Individuals classified in the so-called phase 3 of the government’s key jobs and development guarantee policy will now be offered tailored training.
“The National Public Employment Service (Arbetsförmedlingen) will, together with the participant, determine the type of education which is best suited and its duration,” the government announced in a statement on Tuesday.
“The opportunity for labour market training in phase 3 will continue until the end of 2011.”
The jobs and development guarantee was introduced by the government in 2007 and represented a complete review of how unemployment insurance is paid and the return to the labour market is managed.
The guarantee is divided into three parts. Phase 1 is an introductory stage which offers a mapping of a job-seeker’s skills and requirements with job search coaching and other activities, lasting a total of 150 days.
Phase 2 is directed to training and work experience.

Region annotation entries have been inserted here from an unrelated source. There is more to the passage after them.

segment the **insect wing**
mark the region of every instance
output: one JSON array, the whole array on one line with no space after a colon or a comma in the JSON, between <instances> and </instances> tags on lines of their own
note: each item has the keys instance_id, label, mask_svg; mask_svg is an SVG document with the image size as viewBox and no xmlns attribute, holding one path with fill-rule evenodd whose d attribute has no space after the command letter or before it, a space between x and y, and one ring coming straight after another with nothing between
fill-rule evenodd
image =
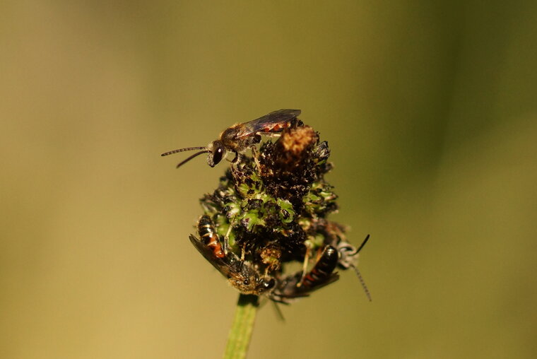
<instances>
[{"instance_id":1,"label":"insect wing","mask_svg":"<svg viewBox=\"0 0 537 359\"><path fill-rule=\"evenodd\" d=\"M288 123L300 114L300 110L282 109L259 119L242 124L237 138L248 137L257 132L281 132Z\"/></svg>"},{"instance_id":2,"label":"insect wing","mask_svg":"<svg viewBox=\"0 0 537 359\"><path fill-rule=\"evenodd\" d=\"M205 259L207 259L207 261L213 264L213 266L218 269L223 276L226 278L230 278L232 276L235 271L233 271L231 266L221 258L218 258L214 255L214 252L211 248L192 235L190 235L189 238L190 238L190 242L192 245L198 249L198 252L201 253Z\"/></svg>"}]
</instances>

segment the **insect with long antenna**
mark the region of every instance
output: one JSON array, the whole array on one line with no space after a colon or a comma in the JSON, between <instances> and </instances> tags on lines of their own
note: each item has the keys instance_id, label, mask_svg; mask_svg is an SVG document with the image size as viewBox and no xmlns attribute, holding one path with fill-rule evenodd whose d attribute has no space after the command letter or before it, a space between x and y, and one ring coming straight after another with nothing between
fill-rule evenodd
<instances>
[{"instance_id":1,"label":"insect with long antenna","mask_svg":"<svg viewBox=\"0 0 537 359\"><path fill-rule=\"evenodd\" d=\"M367 286L365 285L365 282L362 278L362 275L360 273L357 263L358 261L358 253L362 250L365 244L367 242L370 238L370 235L365 237L365 239L360 245L360 247L355 248L350 243L345 241L341 241L337 245L338 252L339 253L339 260L338 261L338 265L344 269L348 269L353 268L354 271L356 272L356 275L358 276L358 280L362 287L364 288L365 295L367 296L370 302L371 302L371 293L367 289Z\"/></svg>"},{"instance_id":2,"label":"insect with long antenna","mask_svg":"<svg viewBox=\"0 0 537 359\"><path fill-rule=\"evenodd\" d=\"M274 302L289 304L295 298L309 296L314 290L339 279L339 275L334 272L338 260L338 250L331 245L325 246L311 271L305 275L299 271L278 278L267 297Z\"/></svg>"},{"instance_id":3,"label":"insect with long antenna","mask_svg":"<svg viewBox=\"0 0 537 359\"><path fill-rule=\"evenodd\" d=\"M243 153L249 148L255 149L255 145L261 142L261 135L274 135L283 131L292 125L300 125L301 122L297 118L300 114L300 110L282 109L272 112L259 119L248 122L237 124L224 130L218 139L210 143L207 146L186 147L177 150L165 152L160 155L165 156L189 151L201 150L186 160L180 162L177 167L179 168L188 161L203 153L207 155L207 163L214 167L228 153L235 153L235 158L231 161L236 165L239 163Z\"/></svg>"}]
</instances>

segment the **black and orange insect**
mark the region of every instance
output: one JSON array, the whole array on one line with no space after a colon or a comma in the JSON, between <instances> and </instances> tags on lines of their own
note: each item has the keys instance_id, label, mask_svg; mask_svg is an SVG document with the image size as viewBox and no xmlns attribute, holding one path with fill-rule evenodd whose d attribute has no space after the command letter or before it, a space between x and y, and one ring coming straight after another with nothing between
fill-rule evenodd
<instances>
[{"instance_id":1,"label":"black and orange insect","mask_svg":"<svg viewBox=\"0 0 537 359\"><path fill-rule=\"evenodd\" d=\"M240 293L261 295L274 287L274 278L260 274L254 264L238 258L233 252L224 252L208 216L200 218L198 233L201 240L190 235L190 242Z\"/></svg>"},{"instance_id":2,"label":"black and orange insect","mask_svg":"<svg viewBox=\"0 0 537 359\"><path fill-rule=\"evenodd\" d=\"M213 254L217 258L224 258L225 254L220 244L218 235L214 228L211 217L203 215L198 221L198 234L203 243L213 251Z\"/></svg>"},{"instance_id":3,"label":"black and orange insect","mask_svg":"<svg viewBox=\"0 0 537 359\"><path fill-rule=\"evenodd\" d=\"M334 272L338 258L336 248L325 246L311 271L305 275L300 271L280 278L267 296L275 302L285 304L290 303L293 298L309 296L314 290L339 279L339 275Z\"/></svg>"},{"instance_id":4,"label":"black and orange insect","mask_svg":"<svg viewBox=\"0 0 537 359\"><path fill-rule=\"evenodd\" d=\"M229 152L235 153L233 164L240 162L242 153L249 148L253 148L256 143L261 142L261 135L277 134L293 124L300 124L297 116L300 114L300 110L282 109L272 112L259 119L248 122L237 124L224 130L218 139L207 145L206 147L186 147L168 152L160 155L165 156L188 151L201 150L191 155L177 165L177 168L187 163L194 157L203 153L208 153L207 163L211 167L218 165L225 158Z\"/></svg>"}]
</instances>

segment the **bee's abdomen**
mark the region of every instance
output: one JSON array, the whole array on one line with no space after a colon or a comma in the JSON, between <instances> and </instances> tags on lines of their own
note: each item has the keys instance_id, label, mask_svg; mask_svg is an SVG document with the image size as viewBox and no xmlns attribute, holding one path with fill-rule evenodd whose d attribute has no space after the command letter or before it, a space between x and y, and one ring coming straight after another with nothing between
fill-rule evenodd
<instances>
[{"instance_id":1,"label":"bee's abdomen","mask_svg":"<svg viewBox=\"0 0 537 359\"><path fill-rule=\"evenodd\" d=\"M312 288L326 281L338 264L338 251L332 246L326 246L313 269L304 277L302 286Z\"/></svg>"},{"instance_id":2,"label":"bee's abdomen","mask_svg":"<svg viewBox=\"0 0 537 359\"><path fill-rule=\"evenodd\" d=\"M220 244L218 235L216 233L213 221L208 216L202 216L198 221L198 234L201 242L211 248L214 255L218 258L225 257Z\"/></svg>"}]
</instances>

Phase one and two are permitted to continue for a total of 450 days combined.
Phase 3 was designed to ensure that participants were offered employment at a workplace in order to gain experience and fresh references.
The phase 3 has in recent weeks become something of difficult political issue for the government. The rules are designed so that phase 3 participants are given tasks that would otherwise not have been carried out.
Criticism from both the opposition and companies has focused on the fact that long-term unemployment are given meaningless jobs to do in order to retain the right to unemployment insurance.
There have also been reports of staff being given no tasks at all and companies cashing in 5,000 kronor ($790) per person and month from the state.
The opposition has demanded more labour market training for the long-term unemployed and demanded that the Employment Service ends the transfer of individuals into phase 3.
After securing the support of the Sweden Democrats, the Red-Green parties had the support necessary to win a parliamentary vote on the issue.
The government’s response to extend access to training into phase 3 has been interpreted as an attempt to diffuse broader criticism of its labour market policy.